FX prices reflect the relative strength of two currencies respective economies. Obviously these dynamics are very different from country to country in the different pairs. I see each FX pair as independent and having little correlation to other pairs (with the exception of the Yen-pairs for reasons that are beyond the scope of this article). In effect, each pair has its own “life”. So I only need to pay attention to what happens to my position on one pair rather than needing to follow multiple currency pair prices. This makes trading a bit easier than equities. Remember for a stock, you have to pay attention to dynamics about the company itself, to the company’s sector, and then to the overall market movement as well. For me, simpler in trading works better.
Not considering Forex as a separate asset class that can be traded might have put you into disadvantage in comparison to others that have done in recent years. During the global financial crisis in 2008/2009, we saw very turbulent equity markets which were too volatile to trade for many styles and systems. FX just offers another opportunity to make money and as an example, there were lots of great opportunities to trade the Swiss Franc long from 2008 until mid-2011 — when it was pegged to the Euro. As Van likes to say: Crisis always implies opportunity.
If you are an American, have you ever realized that you are actually long the US Dollar when you hold US equities or even if you are “flat” and sitting in cash? That may or may not be a profitable position once you start considering what the USD is doing in relation to other strong currencies. Finally, if you invest in markets outside of the US, using the FX market to hedge currency risks is something you might want to consider.
First, you can open an FX account with a very small amount of equity, in many cases much smaller than many other account types. Second, you can day trade FX with a very small account size — unlike much larger minimum account sizes for other instrument types. Third and most important, small FX traders are not disadvantaged in their methods or their trading as they are when attempting to trade many other asset classes. With FX, you can trade small positions in the same way you would trade larger positions. This allows you to learn small with minimal risk and then scale up trading the exact same way.
Starting out by trading small with real money is a better learning experience than paper trading or trading in a demo account. FX brokers allow you to choose between very small, mid-sized and large Forex lot sizes. Even a very small account of less than $5000 USD is not dis-advantaged. Because only the spread needs to be paid, the transaction costs remain at the same proportional level. This allows you to scale-in and out of positions as often as you want without additional costs other than the spread.
Additionally, traders can choose to go long or short at any time without restrictions or even the typical psychological bias against shorting. The option of using high leverage available to FX traders allows you the opportunity to benefit from small moves in small timeframes which can increase your learning and growing from your trades.

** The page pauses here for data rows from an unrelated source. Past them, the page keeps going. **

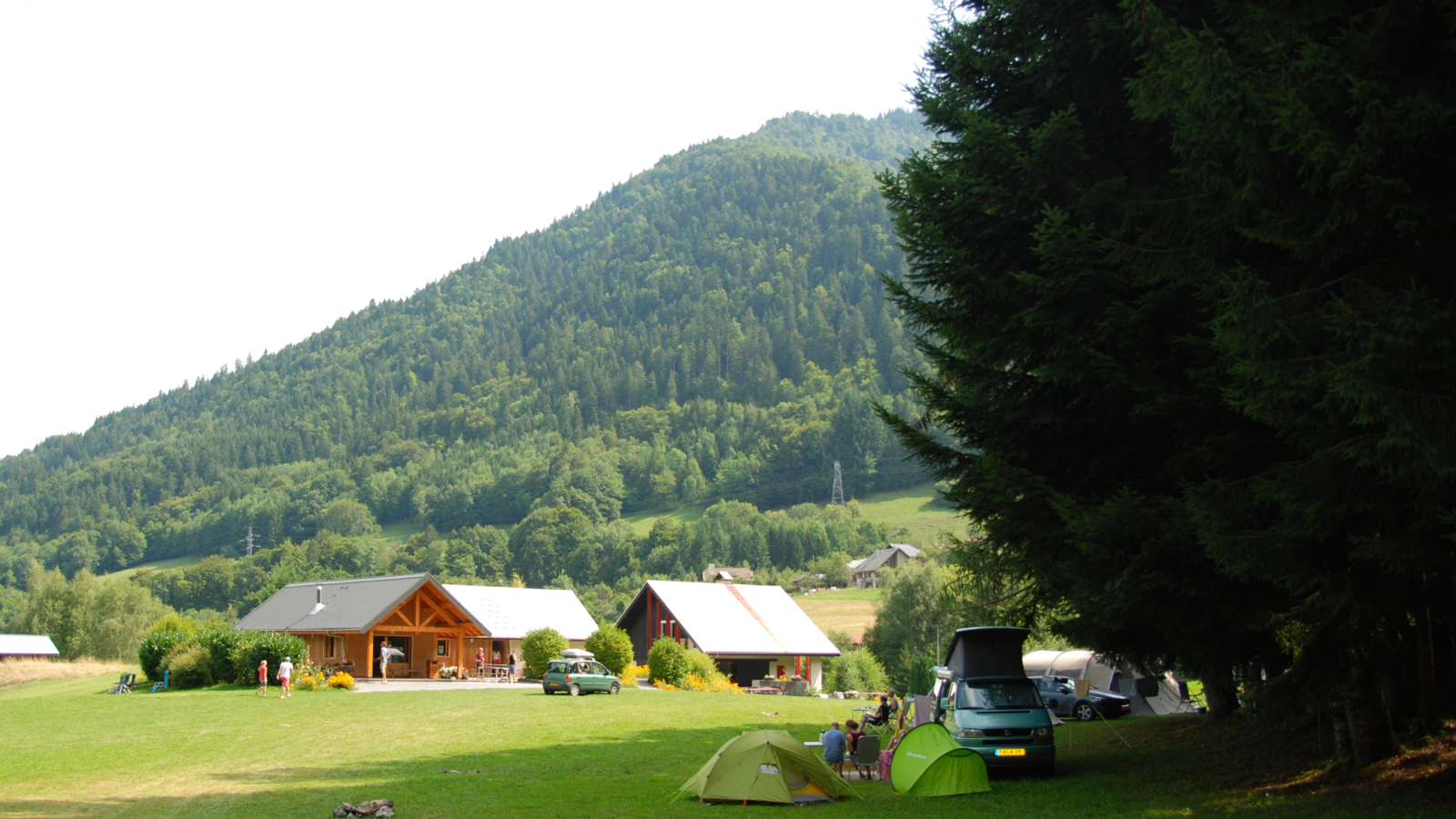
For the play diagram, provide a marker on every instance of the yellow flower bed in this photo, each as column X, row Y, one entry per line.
column 717, row 683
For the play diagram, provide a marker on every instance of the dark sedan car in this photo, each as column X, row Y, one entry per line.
column 1060, row 695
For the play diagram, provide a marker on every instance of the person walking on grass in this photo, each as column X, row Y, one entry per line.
column 284, row 675
column 834, row 741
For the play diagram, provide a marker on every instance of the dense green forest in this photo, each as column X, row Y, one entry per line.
column 713, row 329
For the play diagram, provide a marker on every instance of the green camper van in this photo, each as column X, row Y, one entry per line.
column 989, row 705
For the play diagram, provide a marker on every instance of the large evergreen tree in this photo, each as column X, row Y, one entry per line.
column 1178, row 267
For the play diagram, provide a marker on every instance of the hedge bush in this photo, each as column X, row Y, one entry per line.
column 258, row 646
column 157, row 646
column 541, row 647
column 191, row 665
column 612, row 647
column 667, row 662
column 222, row 644
column 703, row 665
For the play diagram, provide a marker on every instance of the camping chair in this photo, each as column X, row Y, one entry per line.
column 866, row 755
column 1188, row 702
column 888, row 726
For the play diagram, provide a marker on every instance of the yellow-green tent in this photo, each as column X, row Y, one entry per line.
column 929, row 763
column 769, row 767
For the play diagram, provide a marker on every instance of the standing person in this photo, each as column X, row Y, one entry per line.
column 834, row 741
column 881, row 714
column 284, row 675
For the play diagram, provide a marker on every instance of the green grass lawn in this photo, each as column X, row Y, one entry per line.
column 167, row 562
column 70, row 751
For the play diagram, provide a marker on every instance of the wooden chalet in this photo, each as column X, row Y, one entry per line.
column 346, row 622
column 752, row 632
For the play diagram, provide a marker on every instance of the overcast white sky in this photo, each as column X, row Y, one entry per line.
column 186, row 184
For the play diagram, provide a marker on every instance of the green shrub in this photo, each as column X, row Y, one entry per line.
column 191, row 665
column 667, row 662
column 855, row 671
column 541, row 647
column 157, row 646
column 612, row 647
column 257, row 646
column 701, row 665
column 222, row 644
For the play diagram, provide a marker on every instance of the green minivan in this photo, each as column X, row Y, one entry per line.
column 577, row 672
column 989, row 705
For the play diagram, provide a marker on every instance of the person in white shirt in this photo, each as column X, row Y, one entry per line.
column 284, row 672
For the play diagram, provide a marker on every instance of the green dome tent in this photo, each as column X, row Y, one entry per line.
column 929, row 763
column 769, row 767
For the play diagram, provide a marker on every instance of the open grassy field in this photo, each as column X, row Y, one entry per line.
column 400, row 532
column 167, row 562
column 851, row 611
column 642, row 522
column 70, row 751
column 916, row 511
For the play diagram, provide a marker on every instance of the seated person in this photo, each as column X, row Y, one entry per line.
column 834, row 741
column 881, row 714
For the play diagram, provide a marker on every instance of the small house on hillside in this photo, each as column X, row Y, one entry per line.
column 727, row 574
column 28, row 646
column 507, row 614
column 866, row 574
column 347, row 622
column 752, row 632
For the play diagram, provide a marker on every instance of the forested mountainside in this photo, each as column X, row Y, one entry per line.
column 713, row 329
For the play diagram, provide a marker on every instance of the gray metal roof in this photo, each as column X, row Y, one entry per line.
column 28, row 646
column 349, row 605
column 877, row 561
column 746, row 620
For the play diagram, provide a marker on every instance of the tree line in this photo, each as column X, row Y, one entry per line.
column 711, row 329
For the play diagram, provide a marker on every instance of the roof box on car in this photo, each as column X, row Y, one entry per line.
column 990, row 651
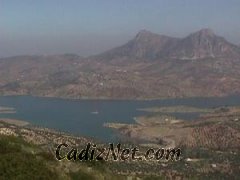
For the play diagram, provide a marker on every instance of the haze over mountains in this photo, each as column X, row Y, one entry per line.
column 148, row 66
column 198, row 45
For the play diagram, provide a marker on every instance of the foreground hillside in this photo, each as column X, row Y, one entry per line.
column 209, row 148
column 149, row 66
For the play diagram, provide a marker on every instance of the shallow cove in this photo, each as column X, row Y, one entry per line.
column 86, row 117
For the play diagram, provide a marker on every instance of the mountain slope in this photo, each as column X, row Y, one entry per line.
column 198, row 45
column 149, row 66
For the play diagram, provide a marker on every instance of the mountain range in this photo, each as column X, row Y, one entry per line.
column 149, row 66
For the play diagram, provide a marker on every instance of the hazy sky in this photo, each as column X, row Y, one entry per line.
column 88, row 27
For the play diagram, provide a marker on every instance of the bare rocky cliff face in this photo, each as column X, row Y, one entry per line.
column 148, row 66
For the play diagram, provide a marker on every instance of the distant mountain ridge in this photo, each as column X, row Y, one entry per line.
column 150, row 66
column 199, row 45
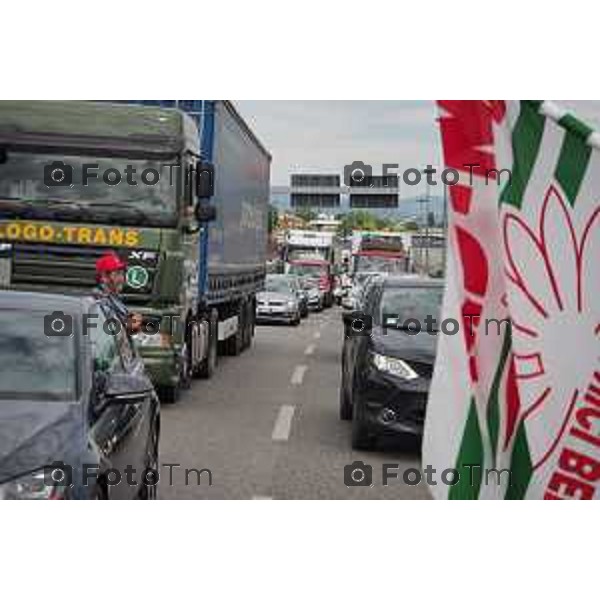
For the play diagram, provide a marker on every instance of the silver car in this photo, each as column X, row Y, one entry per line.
column 279, row 302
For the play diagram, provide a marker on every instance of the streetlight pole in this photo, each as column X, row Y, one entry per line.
column 445, row 226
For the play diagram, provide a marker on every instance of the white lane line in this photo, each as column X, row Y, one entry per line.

Choosing the appropriate lot sizes (see #8 above) allows you to fully customize your position sizing™ strategies for your accounts without any cost disadvantage to small ones over large ones. The same is true for your entry or exit algorithms if you choose to scale-in or scale-out of positions — something which I do. Being able to apply all Tharp Think principles is a big edge alone!
Having traded several asset classes, I can say with confidence that there is no easier and no more cost effective way to learn to trade than with a Forex account — wherever you live, at whatever timeframe or time of the day you might want to choose.
Forex offers a level playing field for a wide variety of market participants — be it newbies or veterans, small or large accounts, full-time or part-time traders. Forex allows you to choose what fits you best: your time of the day, your preferred holding period, your trading style, your account size and your leverage.
Given this short but powerful list, why aren’t you trading Forex or at least planning to?